The Eagles, needing eight yards for a first down, sent three receivers on deep routes. Celek was the safety net over the middle. But the Jaguars confused the Eagles o-line again. "We need to get back and make the corrections," coach Chip Kelly said. "Sometimes early a couple twists got to us."

This twist -- the defensive tackle looped around the blitzing linebacker -- got Kelce.

But Kelce wasn't the only blocker to get beat. Four got beat -- including running back Bryce Brown -- and Vick was running out of time. He could have dumped it off to Celek, who probably still would have been dropped short of the sticks. But Vick somehow escaped from the mess and scrambled 16 yards for the first down. Defenses are going to man-up on Eagles receivers this year because of the short passing game, but on several occasions Saturday night, it created space underneath for Vick to run, which he took advantage of.

“They did a good job in coverage. They played a lot of man underneath," Kelly said. "I think [Vick] did a good job of making them honest and picked up yardage after they kind of did good early in coverage. If you do that then the quarterback can hurt you with his feet.”


This was one of the better all-around plays for the Eagles' first team offense, but it illustrated how Vick was holding onto the ball too long. The Jaguars were not set at the snap even after the Eagles burned a timeout. You could see the high safety running over top of DeSean Jackson's side, likely after trying to bait Vick to that side pre-snap.
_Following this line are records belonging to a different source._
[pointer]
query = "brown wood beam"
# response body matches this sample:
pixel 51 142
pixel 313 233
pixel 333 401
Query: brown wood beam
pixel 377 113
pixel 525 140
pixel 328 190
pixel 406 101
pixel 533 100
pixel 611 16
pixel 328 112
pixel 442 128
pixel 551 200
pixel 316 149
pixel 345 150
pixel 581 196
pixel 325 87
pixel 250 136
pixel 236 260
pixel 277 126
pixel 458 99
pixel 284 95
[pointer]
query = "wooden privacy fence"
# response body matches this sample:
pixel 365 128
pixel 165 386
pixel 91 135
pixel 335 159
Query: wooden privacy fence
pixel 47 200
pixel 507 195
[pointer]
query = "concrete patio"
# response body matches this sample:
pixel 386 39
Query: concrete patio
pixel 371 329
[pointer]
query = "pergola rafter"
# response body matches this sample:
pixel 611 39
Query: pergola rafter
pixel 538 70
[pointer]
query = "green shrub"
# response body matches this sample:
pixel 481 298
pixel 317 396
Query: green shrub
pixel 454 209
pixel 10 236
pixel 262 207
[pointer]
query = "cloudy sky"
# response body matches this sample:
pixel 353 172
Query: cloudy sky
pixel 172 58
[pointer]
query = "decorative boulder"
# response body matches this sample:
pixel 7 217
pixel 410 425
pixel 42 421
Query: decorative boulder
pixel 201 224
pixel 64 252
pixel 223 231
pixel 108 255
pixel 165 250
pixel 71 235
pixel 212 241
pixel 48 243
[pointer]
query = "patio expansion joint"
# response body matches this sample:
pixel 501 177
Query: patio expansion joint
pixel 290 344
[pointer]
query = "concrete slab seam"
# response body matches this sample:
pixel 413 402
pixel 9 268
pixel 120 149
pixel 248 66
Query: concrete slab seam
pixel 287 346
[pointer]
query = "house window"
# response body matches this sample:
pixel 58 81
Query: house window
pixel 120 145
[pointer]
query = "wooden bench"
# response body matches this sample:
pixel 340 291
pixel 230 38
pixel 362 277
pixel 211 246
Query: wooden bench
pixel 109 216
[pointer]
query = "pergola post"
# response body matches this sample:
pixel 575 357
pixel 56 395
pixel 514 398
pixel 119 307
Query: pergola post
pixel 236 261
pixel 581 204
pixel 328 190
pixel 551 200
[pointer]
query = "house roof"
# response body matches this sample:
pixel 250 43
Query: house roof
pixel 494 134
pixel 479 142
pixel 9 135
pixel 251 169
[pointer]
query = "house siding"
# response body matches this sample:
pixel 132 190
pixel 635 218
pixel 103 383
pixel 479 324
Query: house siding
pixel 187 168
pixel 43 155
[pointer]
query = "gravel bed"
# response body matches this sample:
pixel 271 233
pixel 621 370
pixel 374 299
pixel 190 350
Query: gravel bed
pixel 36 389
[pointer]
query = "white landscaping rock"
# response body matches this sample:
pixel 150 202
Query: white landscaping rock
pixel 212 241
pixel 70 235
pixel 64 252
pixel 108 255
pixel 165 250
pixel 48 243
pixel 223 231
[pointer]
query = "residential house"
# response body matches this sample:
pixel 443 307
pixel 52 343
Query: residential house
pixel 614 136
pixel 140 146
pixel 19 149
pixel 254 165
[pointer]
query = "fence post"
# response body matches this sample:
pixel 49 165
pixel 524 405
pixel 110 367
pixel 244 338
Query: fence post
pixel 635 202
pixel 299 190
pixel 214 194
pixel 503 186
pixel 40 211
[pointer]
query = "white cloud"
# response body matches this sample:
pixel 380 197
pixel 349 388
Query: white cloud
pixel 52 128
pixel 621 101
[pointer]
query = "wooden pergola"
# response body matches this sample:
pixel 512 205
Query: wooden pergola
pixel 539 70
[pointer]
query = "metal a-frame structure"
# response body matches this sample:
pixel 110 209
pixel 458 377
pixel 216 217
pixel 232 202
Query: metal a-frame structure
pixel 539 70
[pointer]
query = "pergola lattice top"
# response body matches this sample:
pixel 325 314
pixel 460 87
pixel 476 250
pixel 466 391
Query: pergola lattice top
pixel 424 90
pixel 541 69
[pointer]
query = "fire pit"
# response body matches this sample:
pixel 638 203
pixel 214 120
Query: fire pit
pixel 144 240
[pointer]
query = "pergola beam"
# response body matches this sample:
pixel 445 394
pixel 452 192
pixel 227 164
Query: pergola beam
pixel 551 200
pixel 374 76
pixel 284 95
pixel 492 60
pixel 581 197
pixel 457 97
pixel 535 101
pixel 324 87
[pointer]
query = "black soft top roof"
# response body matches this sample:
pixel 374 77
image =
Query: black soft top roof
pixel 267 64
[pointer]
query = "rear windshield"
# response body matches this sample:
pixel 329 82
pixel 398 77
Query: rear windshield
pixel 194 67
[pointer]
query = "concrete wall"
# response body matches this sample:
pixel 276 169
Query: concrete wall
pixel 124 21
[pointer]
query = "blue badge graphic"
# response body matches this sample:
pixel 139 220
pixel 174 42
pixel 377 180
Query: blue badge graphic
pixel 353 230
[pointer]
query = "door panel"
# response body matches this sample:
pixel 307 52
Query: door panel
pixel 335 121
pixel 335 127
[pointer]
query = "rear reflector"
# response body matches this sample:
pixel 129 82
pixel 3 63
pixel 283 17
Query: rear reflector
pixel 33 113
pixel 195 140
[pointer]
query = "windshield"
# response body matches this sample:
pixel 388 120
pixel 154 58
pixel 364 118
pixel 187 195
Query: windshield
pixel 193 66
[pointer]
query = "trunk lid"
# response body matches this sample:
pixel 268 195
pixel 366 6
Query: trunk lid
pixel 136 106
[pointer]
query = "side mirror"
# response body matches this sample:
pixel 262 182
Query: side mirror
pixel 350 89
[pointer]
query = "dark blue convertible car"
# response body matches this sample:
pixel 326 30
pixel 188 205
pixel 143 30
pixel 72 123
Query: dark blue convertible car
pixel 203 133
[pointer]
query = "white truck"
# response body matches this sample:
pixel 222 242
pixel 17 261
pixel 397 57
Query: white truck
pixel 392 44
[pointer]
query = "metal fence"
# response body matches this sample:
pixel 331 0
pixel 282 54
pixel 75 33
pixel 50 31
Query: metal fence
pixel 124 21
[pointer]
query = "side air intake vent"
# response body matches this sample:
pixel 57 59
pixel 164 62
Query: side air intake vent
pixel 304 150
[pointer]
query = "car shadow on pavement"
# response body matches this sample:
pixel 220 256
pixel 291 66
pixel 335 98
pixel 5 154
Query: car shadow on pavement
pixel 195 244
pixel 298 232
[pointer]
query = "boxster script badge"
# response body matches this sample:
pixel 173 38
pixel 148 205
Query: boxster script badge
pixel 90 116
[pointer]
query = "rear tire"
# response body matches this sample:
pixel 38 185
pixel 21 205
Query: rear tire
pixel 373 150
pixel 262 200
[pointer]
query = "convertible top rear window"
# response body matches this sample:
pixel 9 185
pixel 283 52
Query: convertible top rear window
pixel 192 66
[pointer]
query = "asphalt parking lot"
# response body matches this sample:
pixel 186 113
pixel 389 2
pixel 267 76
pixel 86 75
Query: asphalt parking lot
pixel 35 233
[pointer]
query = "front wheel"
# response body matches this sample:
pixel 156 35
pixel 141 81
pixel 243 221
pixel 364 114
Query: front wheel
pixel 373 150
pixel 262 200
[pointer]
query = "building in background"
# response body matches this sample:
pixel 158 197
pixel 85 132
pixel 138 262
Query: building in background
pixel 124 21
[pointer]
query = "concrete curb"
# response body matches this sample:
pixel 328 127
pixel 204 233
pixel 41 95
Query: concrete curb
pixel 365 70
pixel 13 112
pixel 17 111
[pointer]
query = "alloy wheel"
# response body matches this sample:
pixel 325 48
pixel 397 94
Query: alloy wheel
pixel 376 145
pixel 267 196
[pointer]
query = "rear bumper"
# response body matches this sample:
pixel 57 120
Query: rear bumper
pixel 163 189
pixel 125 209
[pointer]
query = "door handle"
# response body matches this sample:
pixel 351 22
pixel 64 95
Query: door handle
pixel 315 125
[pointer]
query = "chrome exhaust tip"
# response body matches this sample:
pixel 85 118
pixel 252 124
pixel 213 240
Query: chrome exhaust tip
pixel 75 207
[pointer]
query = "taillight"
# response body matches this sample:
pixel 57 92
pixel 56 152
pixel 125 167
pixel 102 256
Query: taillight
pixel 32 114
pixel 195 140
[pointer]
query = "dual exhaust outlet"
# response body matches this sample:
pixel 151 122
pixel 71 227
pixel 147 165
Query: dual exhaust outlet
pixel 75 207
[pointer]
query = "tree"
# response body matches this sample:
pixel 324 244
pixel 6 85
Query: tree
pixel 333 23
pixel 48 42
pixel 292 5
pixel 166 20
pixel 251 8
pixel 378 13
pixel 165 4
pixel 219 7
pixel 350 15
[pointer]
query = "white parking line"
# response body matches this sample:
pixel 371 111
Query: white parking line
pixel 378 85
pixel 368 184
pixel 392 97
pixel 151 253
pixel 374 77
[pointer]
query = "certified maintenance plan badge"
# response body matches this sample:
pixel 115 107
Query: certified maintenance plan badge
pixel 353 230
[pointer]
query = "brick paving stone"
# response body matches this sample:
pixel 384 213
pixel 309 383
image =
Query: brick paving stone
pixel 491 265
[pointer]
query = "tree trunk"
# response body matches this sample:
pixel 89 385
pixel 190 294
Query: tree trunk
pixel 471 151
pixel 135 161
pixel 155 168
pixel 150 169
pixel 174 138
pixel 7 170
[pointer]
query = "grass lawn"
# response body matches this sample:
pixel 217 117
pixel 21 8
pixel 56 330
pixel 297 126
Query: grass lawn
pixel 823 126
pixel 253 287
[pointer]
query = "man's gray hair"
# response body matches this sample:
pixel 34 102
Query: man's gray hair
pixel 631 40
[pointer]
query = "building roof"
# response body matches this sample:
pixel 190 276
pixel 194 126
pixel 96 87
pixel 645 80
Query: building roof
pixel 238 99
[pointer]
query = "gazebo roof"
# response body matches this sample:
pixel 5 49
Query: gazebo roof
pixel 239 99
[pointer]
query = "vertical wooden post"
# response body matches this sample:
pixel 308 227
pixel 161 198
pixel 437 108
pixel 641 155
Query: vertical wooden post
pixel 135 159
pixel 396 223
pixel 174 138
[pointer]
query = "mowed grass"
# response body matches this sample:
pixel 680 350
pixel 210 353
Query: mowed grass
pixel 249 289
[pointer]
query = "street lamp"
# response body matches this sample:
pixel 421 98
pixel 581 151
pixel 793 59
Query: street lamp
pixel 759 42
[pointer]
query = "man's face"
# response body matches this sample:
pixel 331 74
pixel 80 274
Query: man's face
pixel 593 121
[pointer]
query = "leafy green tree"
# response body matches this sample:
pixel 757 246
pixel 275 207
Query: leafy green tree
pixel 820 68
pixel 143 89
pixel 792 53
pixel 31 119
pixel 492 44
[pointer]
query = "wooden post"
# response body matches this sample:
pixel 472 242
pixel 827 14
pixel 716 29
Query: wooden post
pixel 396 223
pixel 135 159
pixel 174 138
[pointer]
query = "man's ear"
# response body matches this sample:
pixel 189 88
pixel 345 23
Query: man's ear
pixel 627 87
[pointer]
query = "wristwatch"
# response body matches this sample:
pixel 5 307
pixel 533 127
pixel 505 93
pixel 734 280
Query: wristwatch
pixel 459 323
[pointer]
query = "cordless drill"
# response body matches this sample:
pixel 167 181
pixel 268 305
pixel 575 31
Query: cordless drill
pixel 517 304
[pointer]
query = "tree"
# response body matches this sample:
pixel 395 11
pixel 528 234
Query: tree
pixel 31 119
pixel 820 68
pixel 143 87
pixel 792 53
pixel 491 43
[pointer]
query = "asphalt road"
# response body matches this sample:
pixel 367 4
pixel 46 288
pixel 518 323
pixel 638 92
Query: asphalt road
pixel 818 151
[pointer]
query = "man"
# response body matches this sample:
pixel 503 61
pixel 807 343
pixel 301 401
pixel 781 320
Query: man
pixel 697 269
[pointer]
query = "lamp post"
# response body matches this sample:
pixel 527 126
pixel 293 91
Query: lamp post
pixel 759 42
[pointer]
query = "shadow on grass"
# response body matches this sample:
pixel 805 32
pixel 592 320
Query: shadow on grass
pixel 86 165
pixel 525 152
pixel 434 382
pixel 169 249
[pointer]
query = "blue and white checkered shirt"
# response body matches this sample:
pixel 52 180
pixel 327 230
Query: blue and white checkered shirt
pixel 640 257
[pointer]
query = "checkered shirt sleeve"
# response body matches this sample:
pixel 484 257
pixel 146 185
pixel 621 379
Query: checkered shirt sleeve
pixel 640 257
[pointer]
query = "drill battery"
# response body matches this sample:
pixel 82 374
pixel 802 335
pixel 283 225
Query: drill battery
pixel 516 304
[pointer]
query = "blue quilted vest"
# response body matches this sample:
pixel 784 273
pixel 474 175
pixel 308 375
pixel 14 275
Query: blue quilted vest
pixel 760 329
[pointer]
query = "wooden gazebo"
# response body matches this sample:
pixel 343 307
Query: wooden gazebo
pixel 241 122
The Jaguars rushed only four and the Eagles' line did its job, as it should, five on four. Vick probably already had it in his mind that he couldn't completely trust his line, but the pocket and his passing lanes were perfect (Or at least the lanes looked it. Hard to tell without the coach's film).

But Vick took way too long to release the ball, especially considering how open Jackson was after he faked the safety into thinking he was running a go route. Jackson, who was either the first or second option, actually finished his route and had to wait for Vick to get him the ball. When he caught it, he was surrounded and just flopped to the ground. Had Vick thrown it as Jackson went into his break, who knows how many yards he would have gotten after the catch.